Yesterday, Landmark filed suit in federal court against Regal Cinemas—the largest movie theater circuit in the country—alleging that it holds a monopoly in showing first-run commercial movies in D.C., something detrimental to Landmark’s success in the District, specifically at its new Atlantic Plumbing theater.

According to the lawsuit, which singles out Regal’s Gallery Place theater, “Regal has used its national circuit power, its dominant presence in the greater D.C. area, and its monopoly power in the relevant markets to coerce film distributors to deprive Landmark, its competitor in the relevant markets of fair competitive access to commercial films to exhibit to the public at its competing theater, all as a means of perpetuating and enlarging its circuit power and monopoly power in the relevant markets and of insulating itself from competition on the merits.”

Landmark, primarily, is an indie theater chain that typically programs smaller indie and foreign films that wouldn’t normally play at Regal Cinemas (hence why this lawsuit has never come up before, even with Gallery Place’s close proximity to Landmark’s E Street Cinema). But with its new, lush Atlantic Plumbing theater, Landmark says they want to program “desirable, commercial, ‘first run,’ feature-length motion pictures” and that Regal’s monopoly power makes it so that exhibitors won’t license the film rights to them for screening within the market.

For filmgoers looking to see new commercial films in that market, which the lawsuit describes as the “District Core” (basically, downtown D.C. and the surrounding Northwest neighborhoods), the only option is Regal Gallery Place. But Landmark’s Atlantic Plumbing theater wants to be that second option for filmgoers, and one that it says is far more desirable than Regal’s Gallery Place theater.

The suit details poor consumer experiences at Gallery Place as “typical,” highlighting “long ticket and concession lines, large, loud, and unpleasant crowds (including teens and children) that can destroy the movie-going experience, a virtually constant police presence, sold-out shows, exorbitantly priced concessions, ticket price surcharges/fees, bag searches, dirty bathrooms, and standard (non-plush/oversized seatings.” The lawsuit goes on to list specific examples of consumers’ reports: “When seeing comedies, there tends to be a disproportionately huge number of annoyingly whooping, talking, and texting teens;” “Two out of three times, someone will be in there w[ith] their crying baby, loud kids shouting… or on the phone during the movie.”

Meanwhile, with its reserved seating, 40-seat bar, and swanky lounge area that resembles a a tricked out Restoration Hardware ad,” the Atlantic Plumbing theater is attempting to cater to different filmgoing crowd. But Regal’s alleged monopoly on commercial films is making it hard for Landmark to program its Atlantic Plumbing theater the way it wants to.
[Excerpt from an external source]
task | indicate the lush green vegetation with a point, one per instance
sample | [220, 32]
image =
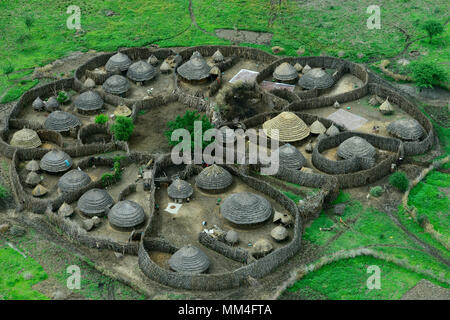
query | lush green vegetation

According to the lawsuit, Landmark sought the licenses to show films such as Star Wars: The Force Awakens, The Hunger Games: Mockingjay, Part 2, Spectre, Burnt, and Our Brand Is Crisis at its Atlantic Plumbing theater, only to have each distributor refuse the license “because Regal’s Gallery Place had demanded an exclusive license for the film and had informed the distributor that it would not play the film at its Gallery Place theater if the film were licensed to Landmark’s Atlantic Plumbing theater.”

Additionally, in the few cases where Landmark was granted the license to show commercial films at Atlantic Plumbing–for Steve Jobs, Love the Coopers, and Miss You Already—Regal allegedly refused to play the films at Gallery Place, the suit claims.